Bartleman's ministry included service in urban missions, street preaching, and itinerant evangelism that connected him with revival leaders and organizations such as Charles Parham, William J. Seymour, Aimee Semple McPherson, and networks influenced by John Wesley heritage. He worked in mission settings alongside workers from Azusa Street Mission, rescue mission staffs tied to Chicago Evangelical Alliance efforts, and publishing outlets sympathetic to revivalist causes.
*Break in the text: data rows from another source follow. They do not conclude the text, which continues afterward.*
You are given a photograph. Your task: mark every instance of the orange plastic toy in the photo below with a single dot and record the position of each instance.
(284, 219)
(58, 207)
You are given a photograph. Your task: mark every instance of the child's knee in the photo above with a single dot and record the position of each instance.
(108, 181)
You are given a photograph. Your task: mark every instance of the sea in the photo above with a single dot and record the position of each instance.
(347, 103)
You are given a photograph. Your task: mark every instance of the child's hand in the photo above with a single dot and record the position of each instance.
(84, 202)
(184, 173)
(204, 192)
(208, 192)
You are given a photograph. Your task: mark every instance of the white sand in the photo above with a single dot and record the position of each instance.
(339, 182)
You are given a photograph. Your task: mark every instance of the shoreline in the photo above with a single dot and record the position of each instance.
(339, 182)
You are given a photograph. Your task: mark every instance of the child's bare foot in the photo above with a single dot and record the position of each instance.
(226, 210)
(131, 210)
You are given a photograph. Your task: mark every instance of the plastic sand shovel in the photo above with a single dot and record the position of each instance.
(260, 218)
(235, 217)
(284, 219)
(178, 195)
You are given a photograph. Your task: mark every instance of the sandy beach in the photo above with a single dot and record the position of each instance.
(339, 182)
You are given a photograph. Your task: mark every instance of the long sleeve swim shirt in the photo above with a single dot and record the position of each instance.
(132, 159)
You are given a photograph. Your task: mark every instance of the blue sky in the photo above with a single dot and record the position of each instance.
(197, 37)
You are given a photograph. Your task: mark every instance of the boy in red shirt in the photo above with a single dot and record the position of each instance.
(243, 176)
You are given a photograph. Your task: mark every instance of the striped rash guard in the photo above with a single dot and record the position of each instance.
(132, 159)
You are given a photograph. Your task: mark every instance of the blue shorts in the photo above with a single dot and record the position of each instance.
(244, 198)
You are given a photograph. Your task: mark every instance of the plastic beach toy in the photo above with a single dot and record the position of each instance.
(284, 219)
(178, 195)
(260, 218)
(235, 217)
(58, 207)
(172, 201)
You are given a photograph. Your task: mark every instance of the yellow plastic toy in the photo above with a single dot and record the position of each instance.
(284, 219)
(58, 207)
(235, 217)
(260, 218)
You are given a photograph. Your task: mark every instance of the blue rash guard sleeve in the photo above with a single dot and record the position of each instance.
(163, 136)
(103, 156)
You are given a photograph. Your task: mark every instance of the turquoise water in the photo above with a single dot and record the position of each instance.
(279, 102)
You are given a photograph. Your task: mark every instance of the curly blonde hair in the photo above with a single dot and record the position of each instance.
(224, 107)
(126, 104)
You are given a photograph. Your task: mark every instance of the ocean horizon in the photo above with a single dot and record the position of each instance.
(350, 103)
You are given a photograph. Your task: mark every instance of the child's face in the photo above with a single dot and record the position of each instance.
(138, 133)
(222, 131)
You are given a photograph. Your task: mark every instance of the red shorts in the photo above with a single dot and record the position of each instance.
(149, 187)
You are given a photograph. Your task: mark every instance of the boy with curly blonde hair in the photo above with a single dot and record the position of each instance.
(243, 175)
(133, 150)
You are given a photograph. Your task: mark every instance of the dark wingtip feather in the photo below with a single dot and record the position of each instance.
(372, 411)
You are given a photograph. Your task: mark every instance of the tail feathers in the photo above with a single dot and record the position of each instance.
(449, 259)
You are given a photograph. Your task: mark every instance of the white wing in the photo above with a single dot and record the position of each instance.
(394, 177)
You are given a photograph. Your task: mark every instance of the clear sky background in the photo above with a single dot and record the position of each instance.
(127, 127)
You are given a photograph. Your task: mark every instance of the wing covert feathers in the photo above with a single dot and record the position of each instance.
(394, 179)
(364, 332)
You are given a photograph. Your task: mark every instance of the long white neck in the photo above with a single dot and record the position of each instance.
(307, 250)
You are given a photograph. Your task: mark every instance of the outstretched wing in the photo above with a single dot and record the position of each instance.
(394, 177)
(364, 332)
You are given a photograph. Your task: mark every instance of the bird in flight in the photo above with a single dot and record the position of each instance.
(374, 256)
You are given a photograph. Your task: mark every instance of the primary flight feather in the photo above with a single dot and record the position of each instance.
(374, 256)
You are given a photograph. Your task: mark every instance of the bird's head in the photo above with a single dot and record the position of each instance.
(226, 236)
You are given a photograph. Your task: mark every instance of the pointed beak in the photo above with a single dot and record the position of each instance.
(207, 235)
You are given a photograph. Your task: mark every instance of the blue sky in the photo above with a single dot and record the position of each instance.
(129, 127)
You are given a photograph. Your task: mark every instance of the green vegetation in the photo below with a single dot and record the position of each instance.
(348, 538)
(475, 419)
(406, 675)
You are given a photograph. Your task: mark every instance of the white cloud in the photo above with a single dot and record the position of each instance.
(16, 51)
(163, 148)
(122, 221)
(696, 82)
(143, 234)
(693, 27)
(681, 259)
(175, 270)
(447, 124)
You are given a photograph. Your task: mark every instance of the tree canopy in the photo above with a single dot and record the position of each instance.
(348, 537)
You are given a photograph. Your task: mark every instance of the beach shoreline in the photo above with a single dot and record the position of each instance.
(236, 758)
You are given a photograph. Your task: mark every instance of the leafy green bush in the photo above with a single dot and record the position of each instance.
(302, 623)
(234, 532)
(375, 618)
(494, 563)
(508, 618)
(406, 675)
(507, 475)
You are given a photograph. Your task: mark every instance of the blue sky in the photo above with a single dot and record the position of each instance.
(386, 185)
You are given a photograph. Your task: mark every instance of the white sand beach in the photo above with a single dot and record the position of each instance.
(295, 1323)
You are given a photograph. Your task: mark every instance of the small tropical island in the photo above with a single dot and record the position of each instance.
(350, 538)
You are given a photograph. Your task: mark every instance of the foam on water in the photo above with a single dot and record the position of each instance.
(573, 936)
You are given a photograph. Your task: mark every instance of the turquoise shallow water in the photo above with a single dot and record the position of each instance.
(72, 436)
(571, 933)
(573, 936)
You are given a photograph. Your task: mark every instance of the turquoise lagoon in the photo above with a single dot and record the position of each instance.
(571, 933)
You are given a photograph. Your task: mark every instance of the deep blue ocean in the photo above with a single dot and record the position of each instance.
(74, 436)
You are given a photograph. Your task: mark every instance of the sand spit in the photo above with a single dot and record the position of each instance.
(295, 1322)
His Pentecostal involvement brought him into contact with proponents of glossolalia, baptism in the Spirit, and healing ministries exemplified by ministers like Smith Wigglesworth, Maria Woodworth-Etter, R. A. Torrey, and advocates associated with the Pentecostal movement.
Bartleman wrote extensively for revivalist and Pentecostal periodicals, producing tracts, testimonies, and narrative accounts that circulated among readers in hubs such as Los Angeles, New York City, Chicago, and San Francisco. His best-known work provided an eyewitness chronicle of the revival scenes that involved personalities like William J. Seymour, Florence Crawford, Lucy Farrow, E. W. Kenyon, and mission supporters connected to the Azusa Street Revival. He contributed to journals and pamphlets distributed by institutions including revival publishing houses and evangelical presses linked to figures like Charles Fox Parham and networks such as the World Wide Apostolic Mission. His writings influenced later historians and biographers who studied revival phenomena and leaders such as Donald Gee, Vincent Synan, Michael Brown (theologian), and chroniclers of Pentecostalism.
Bartleman was a prominent eyewitness to the events at the Azusa Street Revival in Los Angeles, documenting meetings at the Azusa Street Mission where key leaders such as William J. Seymour, Lucy Farrow, Florence Crawford, and visiting ministers from Chicago and Texas converged. His accounts described manifestations associated with the revival that attracted visitors from cities including San Francisco, New York City, Seattle, and St. Louis, and drew interest from religious figures like Charles Parham, Aimee Semple McPherson, and international visitors who would carry the movement abroad. Bartleman's narratives linked the Azusa events to broader currents involving the Holiness movement, translocal mission societies, and the emerging organizational patterns that later influenced denominations such as the Assemblies of God, Church of God (Cleveland, Tennessee), and other Pentecostal bodies.
In his later years Bartleman continued itinerant work, writing, and association with missionary efforts that intersected with contemporary institutions and personalities such as Aimee Semple McPherson, Smith Wigglesworth, and leaders within the growing Pentecostal denominations. His firsthand documentation influenced subsequent writers, historians, and archival efforts surrounding revival history, informing studies by scholars connected to Asbury Theological Seminary, Fuller Theological Seminary, and researchers like Grant Wacker and H. Vinson Synan. Bartleman's legacy endures through preserved writings, testimonies circulated by revival publishers, and the continuing historiography of the Azusa Street Revival and early Pentecostal movement that shaped global evangelical developments.